Built by Dutch Catholic plantation owners in 1924, the Ganjuran Church attracted a Javanese congregation that grew from about two dozen in its early days to about 8,000 in the present. The church hall looks like a joglo, or Javanese meeting hall, complete with a detailed ceiling that hearkens back to a similar joglo in Yogyakarta’s Kraton (royal palace). A candi (temple) outside bears an image of the Sacred Heart of Jesus: as with non-Christian candi in Java and Bali, devotees remove their footwear before ascending to pray.
The localized appearances of Catholic icons will surprise visitors accustomed to seeing European-looking Jesus and Mary icons. The Mary and Child near the entrance looks like a Javanese queen; the angels near the altar sit cross-legged like a Javanese royal servant. And the Stations of the Cross around the church perimeter show Roman soldiers that look like Javanese warriors!
This writer took a taxi from Yogyakarta to Ganjuran Church; the trip easily took less than an hour. For more on the locality of the Church, read about Yogyakarta, Indonesia.

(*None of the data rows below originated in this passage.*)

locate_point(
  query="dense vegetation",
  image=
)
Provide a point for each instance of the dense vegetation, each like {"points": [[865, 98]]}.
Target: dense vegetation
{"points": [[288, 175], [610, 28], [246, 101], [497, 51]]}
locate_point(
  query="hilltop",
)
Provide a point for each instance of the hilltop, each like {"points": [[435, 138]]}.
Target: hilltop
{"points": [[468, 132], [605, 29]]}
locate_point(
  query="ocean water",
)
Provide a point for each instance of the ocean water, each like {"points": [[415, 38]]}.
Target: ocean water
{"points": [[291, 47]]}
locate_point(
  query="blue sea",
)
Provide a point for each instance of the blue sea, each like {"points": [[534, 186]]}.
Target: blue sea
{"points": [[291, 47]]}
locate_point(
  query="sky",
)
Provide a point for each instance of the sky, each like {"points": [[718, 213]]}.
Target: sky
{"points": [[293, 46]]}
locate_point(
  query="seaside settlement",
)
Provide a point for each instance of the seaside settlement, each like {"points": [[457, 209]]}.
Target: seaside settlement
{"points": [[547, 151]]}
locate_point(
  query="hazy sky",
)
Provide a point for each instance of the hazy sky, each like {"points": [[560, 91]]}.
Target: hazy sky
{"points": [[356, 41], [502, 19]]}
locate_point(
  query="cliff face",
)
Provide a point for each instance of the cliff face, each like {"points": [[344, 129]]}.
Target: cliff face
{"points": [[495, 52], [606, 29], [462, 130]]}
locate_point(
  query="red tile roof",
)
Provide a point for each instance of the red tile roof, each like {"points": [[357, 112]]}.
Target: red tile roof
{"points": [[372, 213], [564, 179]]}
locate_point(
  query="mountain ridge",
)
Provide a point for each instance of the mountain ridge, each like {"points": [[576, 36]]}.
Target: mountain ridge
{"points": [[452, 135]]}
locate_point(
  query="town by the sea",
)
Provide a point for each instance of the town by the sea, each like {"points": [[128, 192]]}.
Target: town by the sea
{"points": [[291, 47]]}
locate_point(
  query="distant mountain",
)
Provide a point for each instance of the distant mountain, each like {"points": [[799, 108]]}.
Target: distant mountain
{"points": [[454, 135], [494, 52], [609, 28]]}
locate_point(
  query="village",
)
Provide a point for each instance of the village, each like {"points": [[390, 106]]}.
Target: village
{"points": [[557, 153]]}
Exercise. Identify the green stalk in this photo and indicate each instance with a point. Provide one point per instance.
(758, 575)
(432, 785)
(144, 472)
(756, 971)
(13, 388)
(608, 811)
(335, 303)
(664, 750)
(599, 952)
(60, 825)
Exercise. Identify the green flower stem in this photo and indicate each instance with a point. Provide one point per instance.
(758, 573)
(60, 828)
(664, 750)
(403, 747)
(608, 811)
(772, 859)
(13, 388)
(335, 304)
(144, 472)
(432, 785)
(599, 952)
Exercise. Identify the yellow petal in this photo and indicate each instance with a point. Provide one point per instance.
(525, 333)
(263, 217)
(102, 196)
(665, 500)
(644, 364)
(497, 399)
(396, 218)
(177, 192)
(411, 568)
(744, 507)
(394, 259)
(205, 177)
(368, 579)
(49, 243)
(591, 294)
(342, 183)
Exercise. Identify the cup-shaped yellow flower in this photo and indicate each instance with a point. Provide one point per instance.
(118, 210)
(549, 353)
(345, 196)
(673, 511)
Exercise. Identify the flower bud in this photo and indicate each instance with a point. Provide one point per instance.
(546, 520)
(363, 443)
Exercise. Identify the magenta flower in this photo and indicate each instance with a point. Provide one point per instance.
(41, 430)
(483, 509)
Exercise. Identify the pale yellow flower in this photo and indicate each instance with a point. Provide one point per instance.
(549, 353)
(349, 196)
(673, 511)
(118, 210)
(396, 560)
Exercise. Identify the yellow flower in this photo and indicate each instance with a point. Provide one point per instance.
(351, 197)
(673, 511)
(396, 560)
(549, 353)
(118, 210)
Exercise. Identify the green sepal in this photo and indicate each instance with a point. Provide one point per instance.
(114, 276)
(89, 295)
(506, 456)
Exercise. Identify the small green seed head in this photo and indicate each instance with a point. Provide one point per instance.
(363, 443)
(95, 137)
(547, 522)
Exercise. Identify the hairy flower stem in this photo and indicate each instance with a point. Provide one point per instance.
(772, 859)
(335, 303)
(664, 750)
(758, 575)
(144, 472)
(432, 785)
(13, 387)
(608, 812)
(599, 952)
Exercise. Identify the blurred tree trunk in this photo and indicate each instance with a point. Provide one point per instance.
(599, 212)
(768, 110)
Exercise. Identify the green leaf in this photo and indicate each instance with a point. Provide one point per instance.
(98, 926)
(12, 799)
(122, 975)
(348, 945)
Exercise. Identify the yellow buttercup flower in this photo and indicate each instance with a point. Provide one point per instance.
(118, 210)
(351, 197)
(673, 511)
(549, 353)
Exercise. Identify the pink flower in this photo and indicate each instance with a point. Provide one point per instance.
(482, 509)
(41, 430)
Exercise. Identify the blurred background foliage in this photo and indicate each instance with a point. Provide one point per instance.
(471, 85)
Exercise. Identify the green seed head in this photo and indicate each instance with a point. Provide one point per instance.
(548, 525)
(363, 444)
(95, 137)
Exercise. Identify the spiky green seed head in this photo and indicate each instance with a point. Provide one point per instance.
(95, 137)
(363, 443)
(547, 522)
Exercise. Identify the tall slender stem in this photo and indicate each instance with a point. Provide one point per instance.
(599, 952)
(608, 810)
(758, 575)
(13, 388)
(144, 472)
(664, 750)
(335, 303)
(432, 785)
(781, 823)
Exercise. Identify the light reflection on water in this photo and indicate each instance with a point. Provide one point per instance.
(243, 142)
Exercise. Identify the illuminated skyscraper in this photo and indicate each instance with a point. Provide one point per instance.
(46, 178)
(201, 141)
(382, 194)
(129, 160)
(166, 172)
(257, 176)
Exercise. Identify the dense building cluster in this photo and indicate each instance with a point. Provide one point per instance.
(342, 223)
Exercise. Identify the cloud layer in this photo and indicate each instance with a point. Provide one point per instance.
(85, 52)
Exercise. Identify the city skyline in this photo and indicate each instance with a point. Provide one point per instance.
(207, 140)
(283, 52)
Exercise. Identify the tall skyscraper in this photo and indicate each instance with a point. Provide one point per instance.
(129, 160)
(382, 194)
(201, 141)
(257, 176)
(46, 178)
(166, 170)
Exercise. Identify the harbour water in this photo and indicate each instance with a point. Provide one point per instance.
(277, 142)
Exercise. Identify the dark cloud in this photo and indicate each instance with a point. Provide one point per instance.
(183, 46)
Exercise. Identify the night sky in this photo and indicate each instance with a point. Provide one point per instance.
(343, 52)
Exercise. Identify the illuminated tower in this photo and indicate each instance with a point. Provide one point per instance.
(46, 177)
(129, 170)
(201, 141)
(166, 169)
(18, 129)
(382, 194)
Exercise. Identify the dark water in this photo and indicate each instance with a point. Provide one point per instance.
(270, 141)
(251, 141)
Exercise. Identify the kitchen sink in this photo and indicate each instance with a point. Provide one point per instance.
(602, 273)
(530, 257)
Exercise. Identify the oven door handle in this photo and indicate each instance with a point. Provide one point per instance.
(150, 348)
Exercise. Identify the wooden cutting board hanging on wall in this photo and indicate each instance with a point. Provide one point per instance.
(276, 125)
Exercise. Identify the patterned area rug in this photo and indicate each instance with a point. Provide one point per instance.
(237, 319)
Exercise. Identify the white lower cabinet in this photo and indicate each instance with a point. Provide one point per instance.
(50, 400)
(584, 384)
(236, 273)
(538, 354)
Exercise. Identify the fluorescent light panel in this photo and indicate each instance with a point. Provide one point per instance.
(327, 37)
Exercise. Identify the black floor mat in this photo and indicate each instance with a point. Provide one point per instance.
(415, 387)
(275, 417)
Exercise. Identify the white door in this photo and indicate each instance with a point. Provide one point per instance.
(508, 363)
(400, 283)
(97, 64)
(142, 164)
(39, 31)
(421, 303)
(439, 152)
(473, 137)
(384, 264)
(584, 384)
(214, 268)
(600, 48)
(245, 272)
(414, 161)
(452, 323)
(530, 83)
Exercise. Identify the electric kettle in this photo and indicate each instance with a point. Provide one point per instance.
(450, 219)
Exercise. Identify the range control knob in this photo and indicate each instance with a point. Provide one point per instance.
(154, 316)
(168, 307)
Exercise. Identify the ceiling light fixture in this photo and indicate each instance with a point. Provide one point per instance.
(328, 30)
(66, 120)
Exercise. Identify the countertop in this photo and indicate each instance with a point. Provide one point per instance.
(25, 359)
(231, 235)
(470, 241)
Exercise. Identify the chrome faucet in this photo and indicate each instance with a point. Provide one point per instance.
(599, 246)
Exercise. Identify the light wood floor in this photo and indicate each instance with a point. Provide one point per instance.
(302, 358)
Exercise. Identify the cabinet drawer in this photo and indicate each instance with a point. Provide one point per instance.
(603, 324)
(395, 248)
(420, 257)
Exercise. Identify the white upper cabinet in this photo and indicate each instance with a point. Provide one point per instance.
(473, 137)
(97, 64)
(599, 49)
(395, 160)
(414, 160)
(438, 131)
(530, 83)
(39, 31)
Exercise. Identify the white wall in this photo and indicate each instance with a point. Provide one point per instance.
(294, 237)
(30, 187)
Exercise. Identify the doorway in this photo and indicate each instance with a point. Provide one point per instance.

Beyond its much-visited beaches, the city of Phuket, Thailand has an older side worth seeing. In the 19th century, Phuket was also a major Peranakan Chinese cultural center, rivaling Singapore, Malacca and Penang
The dramatic growth of the tin mining business in the early 19th century lured in a large number of merchants and coolies from China, leading to the construction of Sino-Portuguese mansions and shophouses in Phuket town. Their tenants and builders – tin mine tycoons and their descendants – incorporated unique Peranakan architectural styles into their homes.
Each shophouse looks narrow from the front, but its space runs as long as ten meters or more rearward, allowing the narrow home to accommodate more people than evident at first glance. Walk along Old Phuket Town, specifically the roads of Dibuk, Phang-Nga, Yaowarat, Thalang and Krabi to admire the beauty of the crafted facade of the remaining shophouses. Some of them have been repurposed as boutique hotels. For an in-depth history of Peranakan culture in Phuket, you might want to pay a visit to the Phuket Thai Hua Museum.